Par Daniel Charles*
Jusqu'en 1925, tous les jours étaient sans voiture dans les Grisons, car les automobiles y étaient interdites. Dans d'autres cantons, en revanche, l'interdiction de circuler ne s'appliquait que le dimanche. Les clubs automobiles étrangers recommandaient d'éviter la Suisse, dont l'autophobie était presque aussi connue que ses montres et son chocolat. Le triomphe de l'automobile en Suisse est dû à un seul homme, le Genevois Jules Mégevet (1874-1932). Il a contribué à harmoniser les règles de circulation entre les cantons (dès 1904) et a créé le Salon de l'automobile de Genève en 1905. À partir de 1907, il a été responsable de la motorisation de l'armée suisse et a dirigé l'Automobile Club de Suisse pendant neuf ans, c'est-à-dire de 1916 à 1925. Jusqu'à la Première Guerre mondiale, il a fourni environ 40% des radiateurs de toutes les voitures construites en Europe. Et jusqu'à la récente publication du livre "L'Entreprenant Monsieur Mégevet", il était complètement tombé dans l'oubli.
L'histoire des transports
Jules Mégevet a également été un pionnier du sport nautique à moteur, remportant de nombreuses victoires avec ses bateaux de course et établissant cinq records du monde. A Corsier-Port, dans le canton de Genève, il a construit un chantier naval qui, de propriétaire en propriétaire, n'a cessé de s'agrandir. En 2018, les associés ont transformé leur chantier naval en fondation et m'ont demandé de rédiger une brochure sur ce fondateur peu connu. Personne ne pouvait alors imaginer que ce petit livre se révélerait finalement être un ouvrage de 2,5 kg, 288 pages et 418 illustrations.
En fait, je voulais simplement parcourir les moments forts de l'histoire du sport nautique auquel je m'intéressais depuis 40 ans. Mais au cours de mes recherches, je suis tombé sous le charme de l'histoire des transports, de la naissance de l'automobile aux premières tentatives de transport individuel. Ce que l'on croyait anodin s'est révélé être d'une richesse inattendue et a fait apparaître de nouvelles facettes qui ont mis en lumière, illustré et rendu compréhensible ce tournant historique majeur. En deux courtes décennies qui ont changé le monde, des moyens de transport individuels entraînés par des machines, tels que des motos, des voitures, des bateaux et des avions, ont vu le jour.
Une carrière en images
Jules Mégevet est le point de départ idéal pour cette exploration historique, car cet homme affable, courtois et dynamique était un homme à tout faire et le premier networker de l'histoire. Ce à quoi il aspirait, les difficultés et les contraintes auxquelles il était confronté, révèlent un regard révélateur sur un environnement qui ne serait pas offert si (par exemple) l'extraordinaire histoire de la vie d'Henry Ford était documentée dans la lointaine Amérique.
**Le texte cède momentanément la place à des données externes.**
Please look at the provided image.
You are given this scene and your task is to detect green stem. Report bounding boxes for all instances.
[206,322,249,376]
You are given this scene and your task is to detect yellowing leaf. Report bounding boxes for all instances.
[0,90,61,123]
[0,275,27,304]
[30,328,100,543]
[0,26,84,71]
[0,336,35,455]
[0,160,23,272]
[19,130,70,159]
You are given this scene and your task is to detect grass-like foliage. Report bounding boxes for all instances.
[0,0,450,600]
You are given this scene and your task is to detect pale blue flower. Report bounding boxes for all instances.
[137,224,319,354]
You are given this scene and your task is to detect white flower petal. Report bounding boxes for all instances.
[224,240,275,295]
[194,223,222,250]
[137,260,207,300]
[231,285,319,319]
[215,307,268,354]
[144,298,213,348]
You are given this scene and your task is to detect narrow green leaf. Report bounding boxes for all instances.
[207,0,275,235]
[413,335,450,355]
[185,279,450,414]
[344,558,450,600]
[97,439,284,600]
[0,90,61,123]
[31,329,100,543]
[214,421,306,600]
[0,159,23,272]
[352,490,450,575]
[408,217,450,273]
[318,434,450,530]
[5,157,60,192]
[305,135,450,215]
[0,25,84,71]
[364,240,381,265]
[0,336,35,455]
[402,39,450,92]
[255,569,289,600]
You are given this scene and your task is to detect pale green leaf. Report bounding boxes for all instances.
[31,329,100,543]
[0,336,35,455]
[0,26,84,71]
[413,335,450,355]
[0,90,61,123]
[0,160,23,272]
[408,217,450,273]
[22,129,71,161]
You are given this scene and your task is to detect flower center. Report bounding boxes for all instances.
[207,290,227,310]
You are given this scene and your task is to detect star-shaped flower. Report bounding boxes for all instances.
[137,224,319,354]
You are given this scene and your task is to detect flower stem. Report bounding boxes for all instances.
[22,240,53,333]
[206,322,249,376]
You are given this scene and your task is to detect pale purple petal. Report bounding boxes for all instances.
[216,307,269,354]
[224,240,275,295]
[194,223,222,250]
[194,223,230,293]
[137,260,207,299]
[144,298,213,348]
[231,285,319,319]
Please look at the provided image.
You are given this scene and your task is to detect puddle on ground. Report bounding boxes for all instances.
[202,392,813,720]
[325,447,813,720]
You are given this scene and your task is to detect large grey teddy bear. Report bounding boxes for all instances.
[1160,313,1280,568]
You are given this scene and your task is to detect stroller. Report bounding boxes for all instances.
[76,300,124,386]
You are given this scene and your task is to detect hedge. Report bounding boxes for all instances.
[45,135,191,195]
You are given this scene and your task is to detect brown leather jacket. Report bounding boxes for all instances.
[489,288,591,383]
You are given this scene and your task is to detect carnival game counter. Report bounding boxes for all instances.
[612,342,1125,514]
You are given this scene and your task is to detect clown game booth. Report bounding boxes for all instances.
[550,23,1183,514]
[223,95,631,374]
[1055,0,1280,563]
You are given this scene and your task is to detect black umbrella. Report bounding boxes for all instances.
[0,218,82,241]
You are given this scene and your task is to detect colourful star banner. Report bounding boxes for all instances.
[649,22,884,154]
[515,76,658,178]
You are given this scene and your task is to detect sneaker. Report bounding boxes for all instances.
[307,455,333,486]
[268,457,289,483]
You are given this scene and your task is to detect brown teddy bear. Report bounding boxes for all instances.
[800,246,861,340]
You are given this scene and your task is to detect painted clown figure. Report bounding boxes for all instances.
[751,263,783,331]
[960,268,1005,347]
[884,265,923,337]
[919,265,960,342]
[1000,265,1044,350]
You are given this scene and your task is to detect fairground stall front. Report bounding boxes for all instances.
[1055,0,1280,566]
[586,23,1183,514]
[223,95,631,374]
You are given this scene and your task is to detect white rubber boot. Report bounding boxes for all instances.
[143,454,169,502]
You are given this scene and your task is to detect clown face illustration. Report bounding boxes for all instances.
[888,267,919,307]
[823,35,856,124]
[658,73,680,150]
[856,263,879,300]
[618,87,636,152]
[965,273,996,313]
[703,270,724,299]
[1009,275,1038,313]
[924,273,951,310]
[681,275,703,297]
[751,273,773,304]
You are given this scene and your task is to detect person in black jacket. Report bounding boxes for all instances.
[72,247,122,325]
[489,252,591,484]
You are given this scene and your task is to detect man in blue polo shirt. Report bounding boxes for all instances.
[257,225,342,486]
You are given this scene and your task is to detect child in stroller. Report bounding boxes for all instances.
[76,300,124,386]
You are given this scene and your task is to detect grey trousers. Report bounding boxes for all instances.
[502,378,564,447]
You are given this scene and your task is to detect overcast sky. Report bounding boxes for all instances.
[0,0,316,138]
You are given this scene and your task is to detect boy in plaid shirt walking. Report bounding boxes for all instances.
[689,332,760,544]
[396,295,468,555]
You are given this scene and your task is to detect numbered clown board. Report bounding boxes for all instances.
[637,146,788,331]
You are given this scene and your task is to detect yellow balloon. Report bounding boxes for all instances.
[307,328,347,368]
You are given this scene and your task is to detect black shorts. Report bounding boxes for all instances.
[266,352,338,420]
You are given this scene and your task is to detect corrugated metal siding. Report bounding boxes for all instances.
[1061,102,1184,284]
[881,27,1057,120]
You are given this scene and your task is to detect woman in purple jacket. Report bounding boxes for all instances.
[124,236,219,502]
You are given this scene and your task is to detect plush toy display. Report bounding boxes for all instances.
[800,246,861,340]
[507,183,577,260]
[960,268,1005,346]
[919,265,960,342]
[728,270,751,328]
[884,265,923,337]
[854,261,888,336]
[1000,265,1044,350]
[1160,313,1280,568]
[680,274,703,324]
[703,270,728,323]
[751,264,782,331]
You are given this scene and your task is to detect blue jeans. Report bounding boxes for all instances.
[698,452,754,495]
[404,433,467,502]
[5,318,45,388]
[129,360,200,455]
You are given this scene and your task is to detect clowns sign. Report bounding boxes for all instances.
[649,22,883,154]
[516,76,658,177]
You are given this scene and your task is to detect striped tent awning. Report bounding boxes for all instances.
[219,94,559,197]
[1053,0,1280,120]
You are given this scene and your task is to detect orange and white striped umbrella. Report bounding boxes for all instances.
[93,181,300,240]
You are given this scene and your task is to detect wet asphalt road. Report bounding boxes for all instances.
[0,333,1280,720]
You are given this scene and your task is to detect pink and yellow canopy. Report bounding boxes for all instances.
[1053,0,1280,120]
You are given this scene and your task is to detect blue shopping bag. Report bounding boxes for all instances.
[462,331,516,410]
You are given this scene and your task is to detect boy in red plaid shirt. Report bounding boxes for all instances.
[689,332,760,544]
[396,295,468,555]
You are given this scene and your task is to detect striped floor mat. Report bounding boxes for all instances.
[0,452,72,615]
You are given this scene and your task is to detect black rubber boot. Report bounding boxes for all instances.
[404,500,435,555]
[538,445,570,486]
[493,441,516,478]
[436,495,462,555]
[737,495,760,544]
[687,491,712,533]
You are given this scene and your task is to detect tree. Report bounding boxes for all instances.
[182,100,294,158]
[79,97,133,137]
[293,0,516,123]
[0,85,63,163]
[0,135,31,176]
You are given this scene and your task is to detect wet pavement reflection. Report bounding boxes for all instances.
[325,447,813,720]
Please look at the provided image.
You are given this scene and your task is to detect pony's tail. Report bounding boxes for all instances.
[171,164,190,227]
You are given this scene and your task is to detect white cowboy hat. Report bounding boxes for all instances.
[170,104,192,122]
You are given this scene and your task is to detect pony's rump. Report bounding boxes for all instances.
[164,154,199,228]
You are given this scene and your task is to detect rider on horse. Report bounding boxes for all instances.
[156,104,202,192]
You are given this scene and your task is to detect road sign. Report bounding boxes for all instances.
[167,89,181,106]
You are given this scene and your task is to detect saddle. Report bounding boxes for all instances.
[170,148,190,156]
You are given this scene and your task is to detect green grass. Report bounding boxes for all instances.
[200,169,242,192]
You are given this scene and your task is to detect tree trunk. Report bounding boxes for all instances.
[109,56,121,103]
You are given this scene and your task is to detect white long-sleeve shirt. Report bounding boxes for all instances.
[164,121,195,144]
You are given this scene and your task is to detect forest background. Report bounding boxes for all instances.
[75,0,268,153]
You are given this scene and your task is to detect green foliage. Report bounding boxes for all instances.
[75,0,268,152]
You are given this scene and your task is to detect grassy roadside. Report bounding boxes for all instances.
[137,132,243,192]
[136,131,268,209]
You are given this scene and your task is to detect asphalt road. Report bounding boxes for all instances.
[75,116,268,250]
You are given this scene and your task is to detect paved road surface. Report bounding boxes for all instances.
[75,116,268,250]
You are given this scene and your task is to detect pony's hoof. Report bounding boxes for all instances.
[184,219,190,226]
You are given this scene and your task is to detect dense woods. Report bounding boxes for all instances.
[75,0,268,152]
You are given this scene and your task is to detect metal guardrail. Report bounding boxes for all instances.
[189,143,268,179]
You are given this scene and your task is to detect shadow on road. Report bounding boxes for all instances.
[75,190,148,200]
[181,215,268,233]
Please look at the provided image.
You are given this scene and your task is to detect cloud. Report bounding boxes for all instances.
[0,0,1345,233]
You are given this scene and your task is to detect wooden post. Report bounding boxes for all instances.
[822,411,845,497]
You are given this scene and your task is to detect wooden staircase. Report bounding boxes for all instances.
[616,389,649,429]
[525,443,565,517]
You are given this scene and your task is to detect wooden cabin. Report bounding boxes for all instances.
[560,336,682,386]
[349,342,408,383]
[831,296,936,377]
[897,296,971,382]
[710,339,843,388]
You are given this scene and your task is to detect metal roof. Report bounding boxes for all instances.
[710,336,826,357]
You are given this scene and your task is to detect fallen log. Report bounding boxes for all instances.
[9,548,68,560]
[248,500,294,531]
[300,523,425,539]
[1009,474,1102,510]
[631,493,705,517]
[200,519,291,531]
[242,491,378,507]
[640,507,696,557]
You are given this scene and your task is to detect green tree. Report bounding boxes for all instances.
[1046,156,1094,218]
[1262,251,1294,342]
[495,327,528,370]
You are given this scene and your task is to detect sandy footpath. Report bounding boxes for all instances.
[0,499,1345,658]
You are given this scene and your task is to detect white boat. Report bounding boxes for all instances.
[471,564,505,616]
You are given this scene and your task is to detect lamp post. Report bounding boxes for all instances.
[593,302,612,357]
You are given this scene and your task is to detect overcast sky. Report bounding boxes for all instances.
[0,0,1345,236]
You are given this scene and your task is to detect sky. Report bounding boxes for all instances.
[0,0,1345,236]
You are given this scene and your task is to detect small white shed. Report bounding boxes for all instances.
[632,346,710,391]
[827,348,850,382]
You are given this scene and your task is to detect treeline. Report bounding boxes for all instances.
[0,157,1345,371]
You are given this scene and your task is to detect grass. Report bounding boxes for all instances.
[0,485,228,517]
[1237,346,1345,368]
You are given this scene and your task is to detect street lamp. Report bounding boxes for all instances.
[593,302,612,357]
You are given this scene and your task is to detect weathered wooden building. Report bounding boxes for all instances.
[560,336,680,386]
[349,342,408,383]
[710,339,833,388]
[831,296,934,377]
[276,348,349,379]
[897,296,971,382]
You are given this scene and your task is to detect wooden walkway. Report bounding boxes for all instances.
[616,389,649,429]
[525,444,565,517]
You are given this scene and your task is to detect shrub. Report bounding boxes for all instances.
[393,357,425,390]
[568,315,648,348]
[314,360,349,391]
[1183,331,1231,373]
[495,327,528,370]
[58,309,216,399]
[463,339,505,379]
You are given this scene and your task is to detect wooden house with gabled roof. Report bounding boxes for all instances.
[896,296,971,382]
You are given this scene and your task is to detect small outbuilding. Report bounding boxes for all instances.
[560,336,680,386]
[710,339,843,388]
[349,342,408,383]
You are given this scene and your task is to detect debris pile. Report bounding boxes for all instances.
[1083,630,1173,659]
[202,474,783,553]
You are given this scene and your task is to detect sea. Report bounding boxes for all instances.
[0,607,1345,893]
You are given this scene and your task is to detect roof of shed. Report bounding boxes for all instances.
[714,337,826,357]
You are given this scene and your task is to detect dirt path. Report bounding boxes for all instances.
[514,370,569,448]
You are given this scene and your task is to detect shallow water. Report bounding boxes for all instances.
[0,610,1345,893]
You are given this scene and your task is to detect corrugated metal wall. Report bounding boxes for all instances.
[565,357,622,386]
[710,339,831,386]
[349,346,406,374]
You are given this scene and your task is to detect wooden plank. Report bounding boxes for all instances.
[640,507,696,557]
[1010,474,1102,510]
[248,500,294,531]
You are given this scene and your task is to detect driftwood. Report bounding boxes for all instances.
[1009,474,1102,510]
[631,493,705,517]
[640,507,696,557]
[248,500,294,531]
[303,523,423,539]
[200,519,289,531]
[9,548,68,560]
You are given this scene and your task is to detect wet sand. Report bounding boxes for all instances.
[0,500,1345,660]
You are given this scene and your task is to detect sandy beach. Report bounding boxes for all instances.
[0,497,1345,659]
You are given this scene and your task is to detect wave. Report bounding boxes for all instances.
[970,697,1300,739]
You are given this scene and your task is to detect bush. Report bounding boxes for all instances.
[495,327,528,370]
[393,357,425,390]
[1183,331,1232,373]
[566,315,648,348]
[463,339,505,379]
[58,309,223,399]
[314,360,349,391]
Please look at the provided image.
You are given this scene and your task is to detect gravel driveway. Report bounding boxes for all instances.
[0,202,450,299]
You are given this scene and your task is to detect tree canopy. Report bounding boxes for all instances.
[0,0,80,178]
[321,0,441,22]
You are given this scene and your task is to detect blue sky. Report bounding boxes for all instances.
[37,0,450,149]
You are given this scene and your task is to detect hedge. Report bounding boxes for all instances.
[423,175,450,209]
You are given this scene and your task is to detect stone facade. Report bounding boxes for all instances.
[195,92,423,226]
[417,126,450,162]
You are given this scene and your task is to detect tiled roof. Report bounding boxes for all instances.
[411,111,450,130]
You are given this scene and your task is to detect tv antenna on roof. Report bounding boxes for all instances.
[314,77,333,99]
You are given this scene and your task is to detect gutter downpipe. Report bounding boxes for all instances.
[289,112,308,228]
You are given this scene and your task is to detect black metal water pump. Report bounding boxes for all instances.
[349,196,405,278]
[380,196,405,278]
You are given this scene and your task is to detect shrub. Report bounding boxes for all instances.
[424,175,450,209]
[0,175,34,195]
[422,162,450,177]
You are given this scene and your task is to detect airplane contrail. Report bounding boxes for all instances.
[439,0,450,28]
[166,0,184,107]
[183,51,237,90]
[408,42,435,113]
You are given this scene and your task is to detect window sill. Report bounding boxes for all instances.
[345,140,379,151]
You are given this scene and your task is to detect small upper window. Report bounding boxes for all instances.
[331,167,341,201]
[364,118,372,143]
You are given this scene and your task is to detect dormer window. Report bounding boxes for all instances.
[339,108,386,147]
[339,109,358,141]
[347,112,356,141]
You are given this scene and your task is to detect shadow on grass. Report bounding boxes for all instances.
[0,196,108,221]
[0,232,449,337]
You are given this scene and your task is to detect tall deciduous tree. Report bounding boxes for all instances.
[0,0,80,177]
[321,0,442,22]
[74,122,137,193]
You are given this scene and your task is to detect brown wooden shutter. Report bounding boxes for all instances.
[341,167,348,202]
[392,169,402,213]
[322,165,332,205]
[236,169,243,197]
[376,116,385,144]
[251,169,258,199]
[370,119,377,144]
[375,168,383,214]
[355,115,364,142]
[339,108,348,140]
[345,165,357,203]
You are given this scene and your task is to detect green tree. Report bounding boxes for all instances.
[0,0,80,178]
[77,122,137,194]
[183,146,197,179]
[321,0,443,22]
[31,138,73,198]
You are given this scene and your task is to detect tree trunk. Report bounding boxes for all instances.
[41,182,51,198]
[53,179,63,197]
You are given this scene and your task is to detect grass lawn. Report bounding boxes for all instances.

Même si Mégevet n'était ni particulièrement important ni particulièrement riche, son parcours unique ne peut même pas être décrit par des superlatifs.
Envie d'aventure
Retracer avec précision les étapes de sa vie revenait à chercher une aiguille dans une botte de foin et engloutissait tous les fonds de la jeune Fondation Mais-Je-Vais-Piquer en 1909, dont le nom - par ailleurs également celui des bateaux de course du Genevois - est un jeu de mots entre Mégevet et Picker, un constructeur de coques et de moteurs. Il a fallu 15 mois pour trouver des images sur verre dans un container situé dans les catacombes d'un parking de Monaco. Dix mois ont été nécessaires pour trouver des images spectaculaires des courses d'Évian et deux autres pour reconstituer les formes des bateaux Mais-Je-Vais-Piquer I, II et X. Mais parfois, ces semaines de recherche étaient vaines et n'aboutissaient à rien. Un projet titanesque !
La série se poursuit avec un ouvrage sur d'autres héros genevois astucieux d'une époque industrielle oubliée - notamment l'illustre famille Dufaux, dont plusieurs moyens de transport tels que des motos, des voitures et des avions sont exposés au Musée des transports de Lucerne.